ENCORA, RANUAK
The blonde woman taps on the study door, a door slightly ajar.
“You may come in, Alya,” responds the Matriarch.
Alya slides through the door and closes it behind her, if gently and nearly silently. “You have heard, Mother?” Her eyes focus directly on the round-faced Matriarch, who wears gray and black, not the usual garb of brighter colors.
“About the fate of the freewomen in Elahwa?” The Matriarch looks up from the sheet of parchment on the table-desk and nods somberly. “Your sister still lives. Beyond that, I do not know.”
“Did you … have to … send her?”
The Matriarch looks up at her older daughter with eyes that are reddened, and ringed with black. “What would you have me do? Should my own daughter not follow the rules of harmony, the laws of Ranuak?”
“Why … why didn’t Veria listen?”
“Because she could not accept that harmony is paid for again and again, endlessly.

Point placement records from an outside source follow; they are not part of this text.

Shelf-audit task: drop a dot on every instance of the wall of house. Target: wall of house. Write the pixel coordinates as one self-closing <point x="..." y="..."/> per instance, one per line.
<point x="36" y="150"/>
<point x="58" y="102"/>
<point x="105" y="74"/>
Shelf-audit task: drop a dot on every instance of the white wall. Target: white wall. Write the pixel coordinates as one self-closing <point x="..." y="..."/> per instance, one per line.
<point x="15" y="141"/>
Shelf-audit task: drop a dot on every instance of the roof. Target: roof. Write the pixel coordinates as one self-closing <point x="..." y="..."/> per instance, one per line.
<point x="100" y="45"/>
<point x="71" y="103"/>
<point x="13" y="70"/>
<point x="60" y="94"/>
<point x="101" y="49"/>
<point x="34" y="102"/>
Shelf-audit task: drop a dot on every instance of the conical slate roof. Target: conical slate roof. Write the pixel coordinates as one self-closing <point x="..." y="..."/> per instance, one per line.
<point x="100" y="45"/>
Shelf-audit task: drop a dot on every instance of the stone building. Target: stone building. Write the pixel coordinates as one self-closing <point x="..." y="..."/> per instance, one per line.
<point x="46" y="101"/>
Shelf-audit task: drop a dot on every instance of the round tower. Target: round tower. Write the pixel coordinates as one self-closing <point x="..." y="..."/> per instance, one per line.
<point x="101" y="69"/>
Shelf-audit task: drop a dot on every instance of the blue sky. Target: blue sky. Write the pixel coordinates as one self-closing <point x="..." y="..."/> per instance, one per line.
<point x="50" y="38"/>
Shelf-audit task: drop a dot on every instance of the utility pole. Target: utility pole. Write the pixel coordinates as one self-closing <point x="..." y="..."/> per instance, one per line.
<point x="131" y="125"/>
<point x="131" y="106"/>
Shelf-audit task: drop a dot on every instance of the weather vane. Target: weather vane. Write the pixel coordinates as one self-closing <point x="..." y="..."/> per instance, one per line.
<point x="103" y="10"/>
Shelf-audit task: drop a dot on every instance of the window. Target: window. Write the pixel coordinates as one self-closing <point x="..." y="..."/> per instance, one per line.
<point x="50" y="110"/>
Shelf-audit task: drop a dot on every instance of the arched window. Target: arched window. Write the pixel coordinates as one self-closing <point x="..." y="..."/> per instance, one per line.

Or that harmony requires what it will and not what we wish. You see this. Even the sorceress from the mist worlds understands this.” The Matriarch offers Alya a sad smile. “She does not know how dearly she will pay.”
“She will pay … most dearly,” interjects Ulgar from the corner of the study. He has been so still that Alya had not even noted her father’s presence. “Even now, the young Prophet of Music gathers his forces to assault the western lords of Defalk.”
“He is proving more cunning than his sire … and less perceptive,” says the Matriarch. “All too many will suffer for that.”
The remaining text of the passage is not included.